#SheReviews “The Year that Changed Everything” by Cathy Kelly

July 21, 2021


“The Year that Changed Everything”, a novel by Irish author Cathy Kelly, is set in contemporary Ireland. At the beginning of the novel, we are introduced to our three female protagonists (Callie, Sam and Ginger), who are turning fifty, forty and thirty respectively. However, unexpected and in two cases unwelcome surprises greet them on this significant day.

At Callie’s ostentatious birthday party in her palatial Dublin home, there is a knock on the door, followed by the entrance of the Garda Bureau of Fraud Investigation. They are wanting to arrest Callie’s businessman husband Jason, and to search the house. Callie’s birthday wish in the midst of all this unwanted havoc ends up becoming “I wish my family were here. I wish my mother was here”.

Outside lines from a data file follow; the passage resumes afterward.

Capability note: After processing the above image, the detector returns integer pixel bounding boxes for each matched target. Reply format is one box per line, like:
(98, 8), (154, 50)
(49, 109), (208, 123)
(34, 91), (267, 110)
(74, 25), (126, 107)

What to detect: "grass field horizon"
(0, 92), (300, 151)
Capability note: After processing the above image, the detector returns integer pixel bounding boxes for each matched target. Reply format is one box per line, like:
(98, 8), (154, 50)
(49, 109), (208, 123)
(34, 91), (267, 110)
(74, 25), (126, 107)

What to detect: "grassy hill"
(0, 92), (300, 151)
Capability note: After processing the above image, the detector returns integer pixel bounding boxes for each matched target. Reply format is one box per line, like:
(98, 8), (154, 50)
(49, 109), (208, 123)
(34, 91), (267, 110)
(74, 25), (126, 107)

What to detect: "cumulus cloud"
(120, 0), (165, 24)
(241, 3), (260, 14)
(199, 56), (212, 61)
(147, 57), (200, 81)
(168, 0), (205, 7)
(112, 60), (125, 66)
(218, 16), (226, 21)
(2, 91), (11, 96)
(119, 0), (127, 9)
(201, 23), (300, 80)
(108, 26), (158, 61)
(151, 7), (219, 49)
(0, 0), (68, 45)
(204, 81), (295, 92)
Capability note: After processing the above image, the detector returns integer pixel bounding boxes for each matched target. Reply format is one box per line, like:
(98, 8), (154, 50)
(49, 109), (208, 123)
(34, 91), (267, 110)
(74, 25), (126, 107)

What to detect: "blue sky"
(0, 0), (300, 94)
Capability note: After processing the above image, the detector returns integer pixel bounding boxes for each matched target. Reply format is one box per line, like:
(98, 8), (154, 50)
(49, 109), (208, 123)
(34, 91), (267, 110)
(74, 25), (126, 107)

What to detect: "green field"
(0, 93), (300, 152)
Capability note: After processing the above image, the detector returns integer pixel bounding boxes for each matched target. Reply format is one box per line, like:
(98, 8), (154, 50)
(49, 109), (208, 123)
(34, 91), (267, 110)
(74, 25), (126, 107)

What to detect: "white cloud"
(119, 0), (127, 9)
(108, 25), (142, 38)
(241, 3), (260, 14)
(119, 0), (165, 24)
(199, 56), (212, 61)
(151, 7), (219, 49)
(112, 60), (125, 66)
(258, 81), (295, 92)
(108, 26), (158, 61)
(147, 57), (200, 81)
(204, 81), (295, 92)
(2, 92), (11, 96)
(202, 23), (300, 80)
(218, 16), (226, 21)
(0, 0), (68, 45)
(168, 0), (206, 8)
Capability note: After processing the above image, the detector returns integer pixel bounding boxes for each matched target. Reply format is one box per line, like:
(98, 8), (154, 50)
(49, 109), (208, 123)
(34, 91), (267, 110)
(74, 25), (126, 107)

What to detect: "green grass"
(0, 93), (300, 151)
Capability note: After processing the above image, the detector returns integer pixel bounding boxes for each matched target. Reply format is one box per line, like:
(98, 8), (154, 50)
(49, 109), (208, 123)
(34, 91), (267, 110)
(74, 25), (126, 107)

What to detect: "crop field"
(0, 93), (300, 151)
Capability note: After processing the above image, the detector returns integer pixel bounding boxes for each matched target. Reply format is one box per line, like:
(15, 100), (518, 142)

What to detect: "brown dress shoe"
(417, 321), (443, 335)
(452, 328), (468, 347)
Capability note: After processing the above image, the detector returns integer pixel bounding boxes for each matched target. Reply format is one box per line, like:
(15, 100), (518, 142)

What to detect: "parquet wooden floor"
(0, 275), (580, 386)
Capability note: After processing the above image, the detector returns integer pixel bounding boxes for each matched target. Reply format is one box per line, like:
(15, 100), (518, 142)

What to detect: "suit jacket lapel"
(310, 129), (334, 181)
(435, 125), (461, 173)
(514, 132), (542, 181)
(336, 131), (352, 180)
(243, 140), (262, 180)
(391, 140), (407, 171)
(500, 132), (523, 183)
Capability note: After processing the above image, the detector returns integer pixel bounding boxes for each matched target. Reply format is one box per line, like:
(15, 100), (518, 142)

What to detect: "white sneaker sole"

On Sam’s fortieth birthday, she goes into labor, and has her much longed for first child called India. Sam is ecstatic to finally be a mum after years of IVF and infertility problems, however on the day of India’s birth, she doubts herself and her mothering abilities to the core. Sam’s birthday wish is “Please let me learn how to be a good mother. Please”.

Ginger, a journalist with Caraval Media, comes across at work as savvy and fiesty. In her private life, however, she perceives herself to have a weight problem and is sad that she has never had a boyfriend. On her thirtieth birthday, she is at her friend Liza’s wedding reception, where she is the reluctantly gaudily dressed bridesmaid. In a toilet cubicle, she overhears Liza desultory betray Ginger by vehemently bad mouthing Ginger and running her down to the other bridesmaid, Charlene. Fleeing to her hotel room to cry her eyes out, Ginger feels herself to be having the worst birthday in Dublin. Her heartbreakingly earnest birthday wish is “I wish that next year everything in my life could be totally different”.

In the course of the ensuing storyline, we follow Callie, her fourteen year old daughter Poppy, Sam and Ginger on a searingly painful year for them all; albeit one embedded with personal growth and achievement for them.

This book encompasses the themes of drug addiction, post natal depression and body image issues. These subjects are covered realistically, however but ultimately with hope that these problems can be triumphantly overcome. In this novel, you will barrack for Callie, Ginger and Sam; three women whose life circumstances are forever changed on their birthdays on a Saturday in June, but who in the following year, as we accompany them through their many trials and tribulations, emerge stronger, wiser and indeed happier.

I recommend this book. It is perfect for curling up with on a rainy Sunday afternoon, with a mug of hot chocolate in one’s hand.